At my youngest’s 3-month well visit, my pediatrician started by asking my 4 year old, and almost 2 year old how they were doing, then he examined the baby. He turned to me and our conversation went like this:
Doctor: “Wow! The kids seem to be doing great, how are you?”
Me: (Bursting into tears!) “I don’t know…”
Doctor: “I clearly struck a chord, what’s going on?”
Me: (Blubbering) “One child is talking all the time, and the other has never-ending energy, touches EVERYTHING, and climbs all over the place, and I’m exhausted and not getting any sleep, because I have to nurse in the middle of the night, I’m a mess!”

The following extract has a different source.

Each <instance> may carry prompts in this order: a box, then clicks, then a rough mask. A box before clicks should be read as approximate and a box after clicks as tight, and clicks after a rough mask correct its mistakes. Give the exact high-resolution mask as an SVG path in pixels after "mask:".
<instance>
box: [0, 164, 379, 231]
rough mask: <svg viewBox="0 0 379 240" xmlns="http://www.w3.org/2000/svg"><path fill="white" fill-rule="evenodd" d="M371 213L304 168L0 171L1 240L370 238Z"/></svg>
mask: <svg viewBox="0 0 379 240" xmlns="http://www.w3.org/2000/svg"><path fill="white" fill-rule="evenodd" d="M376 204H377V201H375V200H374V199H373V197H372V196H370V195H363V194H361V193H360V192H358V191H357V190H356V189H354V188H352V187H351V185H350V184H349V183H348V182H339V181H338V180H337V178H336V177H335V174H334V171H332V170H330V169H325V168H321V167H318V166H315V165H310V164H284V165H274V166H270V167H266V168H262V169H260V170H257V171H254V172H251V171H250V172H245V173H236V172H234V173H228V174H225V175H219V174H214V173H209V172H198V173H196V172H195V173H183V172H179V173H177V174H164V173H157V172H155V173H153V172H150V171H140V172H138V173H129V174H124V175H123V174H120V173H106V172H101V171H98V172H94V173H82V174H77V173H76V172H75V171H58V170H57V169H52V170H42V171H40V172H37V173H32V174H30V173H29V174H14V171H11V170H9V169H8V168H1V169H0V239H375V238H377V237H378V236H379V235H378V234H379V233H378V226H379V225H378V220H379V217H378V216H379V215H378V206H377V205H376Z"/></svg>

Doctor: “You can’t do it all!! Here’s my prescription: your husband has to get up and do the middle of the night feeding. You need your energy and your sleep.”
Me: (Protesting) “But he has such a demanding job and commutes 2 hours each way into the city, and he works so hard!”
Doctor: “YOU DO TOO!! He can handle this and if he thinks he can’t, have him give me a call. When the Mom is crazy, the whole family is crazy!”
For the next 2-3 months my husband did the middle of the night feeding and I gained some balance and energy back. He barely remembers the inconvenience, yet I remember it as a first act of self-care.
Taking care of yourself it hard, it might require admitting that you can’t do it all, are not superwoman, and need some help. When you take care of yourself you are modeling for your children that working together gets better results than heroically and single-handedly driving yourself into the ground, and it gives others the opportunity of contributing.
Self-care doesn’t only mean spa treatments and yoga classes! If you think you don’t have time, try some of these:
Assess what you are doing well, and what you need
Acknowledge your strengths, and what essential things are not getting done.
You may need to announce you can’t do it all and need help from your partner or the rest of the family. Remember, there’s a reason that it takes 2 people to conceive a child. One person can’t do it all.
Reclaim what you deserve
Honor yourself in whatever moments you can. Self-care is more about an attitude of deserving (and you do deserve it!!) and kindness and respect for yourself, than greediness. Rather than thinking of it as being selfish, it’s self-full. Here are some not-so-time-consuming ideas, many of them can be done with the kiddos around:
- Putting on perfume, shaving your legs, or doing your nails just because it makes you feel pretty
- Mindfully eating a piece of chocolate by letting it melt in your mouth, noticing the taste and sensation
- Try Square Breathing: Breathe in for 4 counts, hold for 4 counts, out for 4 counts, hold for 4 counts, repeat 3 times
- Track how much water you’re drinking. It should be 1/2 your weight in ounces. Congratulate yourself each day for how much you drank, not how you fell short.
- Do a 1 or 2 minute meditation with your eyes closed, try Headspace or Calm apps – it’s great right before falling off to sleep
- Take a 10 minute walk around the block
- Sit outside for 10 minutes in the sunshine enjoying how it feels on your face and arms
You need space in your head and heart. You’re going to figure this out! You are going to find ways to persevere, your children are going to grow, you are going to make it through each day and learn something from each one. You can’t do it all, and you can do this.